- Born: George Smith Williams 25 May 1910 Liverpool, England
- Died: 23 April 1995 (aged 84) London
- Occupation: Comedian

= George Williams (comedian) =

George Smith Williams (25 May 1910 23 April 1995) was an English comedian, most popular between the 1930s and early 1950s.

==Biography==
Born in Liverpool, the son of a farmer's daughter, he moved with his parents to Nottingham and then to Leicester as a child. He began performing on stage when young, sometimes improvising cleverly when he forgot his words, and in his teens joined local concert parties. In his early twenties he joined the army.

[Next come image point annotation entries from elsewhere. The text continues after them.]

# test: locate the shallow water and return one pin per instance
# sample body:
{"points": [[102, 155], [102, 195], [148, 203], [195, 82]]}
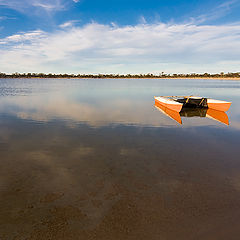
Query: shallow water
{"points": [[94, 159]]}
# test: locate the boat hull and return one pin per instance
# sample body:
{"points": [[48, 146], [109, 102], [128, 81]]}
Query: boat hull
{"points": [[218, 105], [170, 104]]}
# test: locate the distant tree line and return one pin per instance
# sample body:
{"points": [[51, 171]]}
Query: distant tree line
{"points": [[148, 75]]}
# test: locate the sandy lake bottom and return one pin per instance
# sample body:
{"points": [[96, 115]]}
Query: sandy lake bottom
{"points": [[94, 159]]}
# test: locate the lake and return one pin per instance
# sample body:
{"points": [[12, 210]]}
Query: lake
{"points": [[95, 159]]}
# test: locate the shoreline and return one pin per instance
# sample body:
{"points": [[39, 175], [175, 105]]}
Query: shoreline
{"points": [[171, 78]]}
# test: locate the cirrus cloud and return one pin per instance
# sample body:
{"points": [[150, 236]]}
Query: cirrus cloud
{"points": [[95, 48]]}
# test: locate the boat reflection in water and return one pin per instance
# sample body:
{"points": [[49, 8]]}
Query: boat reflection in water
{"points": [[219, 116]]}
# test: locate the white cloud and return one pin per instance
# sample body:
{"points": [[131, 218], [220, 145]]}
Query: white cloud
{"points": [[142, 48], [68, 24], [219, 11], [23, 5]]}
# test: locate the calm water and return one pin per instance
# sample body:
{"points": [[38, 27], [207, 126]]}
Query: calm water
{"points": [[94, 159]]}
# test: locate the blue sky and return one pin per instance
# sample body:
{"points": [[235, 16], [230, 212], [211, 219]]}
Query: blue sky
{"points": [[119, 36]]}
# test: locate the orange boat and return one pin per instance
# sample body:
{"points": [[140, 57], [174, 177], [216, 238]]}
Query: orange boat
{"points": [[176, 103], [219, 116]]}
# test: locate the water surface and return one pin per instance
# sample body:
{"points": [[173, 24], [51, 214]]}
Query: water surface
{"points": [[94, 159]]}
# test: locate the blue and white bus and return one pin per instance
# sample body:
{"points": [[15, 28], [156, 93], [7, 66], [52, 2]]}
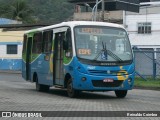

He made his professional debut in the early 1930s at a show in Accrington, and introduced what became his catchphrase in a show in which he played a hospital patient. When the doctor asked him what was wrong, Williams, with his face in white make-up, said in a quivering and lugubrious Lancastrian voice "I'm not well..", a line that won him applause. In later shows, he continued to use the line as an opening remark, followed by jokes such as "I keep having a going-off feeling coming on.. I said to the doctor, will you give me something for the wind? He gave me a kite". The lines "I'm not well... I'm proper poorly", were later used by fellow comedian Reg Dixon, and he and Williams disputed who was the originator.

During the Second World War, Williams joined ENSA, and appeared in many shows for the military. Known as a camp comedian, he developed a persona as a "soppy" soldier, with ill-fitting uniform and tin hat. After the war, he became a popular radio performer on shows such as Variety Bandbox and Workers' Playtime, and also appeared in pantomimes, often as Buttons.

His career was substantially ended when he was convicted of an illegal homosexual act in 1952. He was sentenced to two years imprisonment, and was dropped by the BBC and by the Moss Empires theatre circuit. He started to make a comeback in the late 1960s, appearing in venues such as The Establishment nightclub in Soho. He performed in theatre shows through the 1970s and 1980s, including charity shows for the Friends of the Greenwich Theatre and the Variety Artistes Ladies Guild, and in 1985 made a successful guest appearance at a gala show at the London Palladium.

He wrote an autobiography, Hang on a Tick, in 1992, with a preface by Marcel Marceau, who described Williams as "Britain’s most underrated comedian". A devout Quaker, George Williams died in London in 1995 at the age of 84. He was unmarried.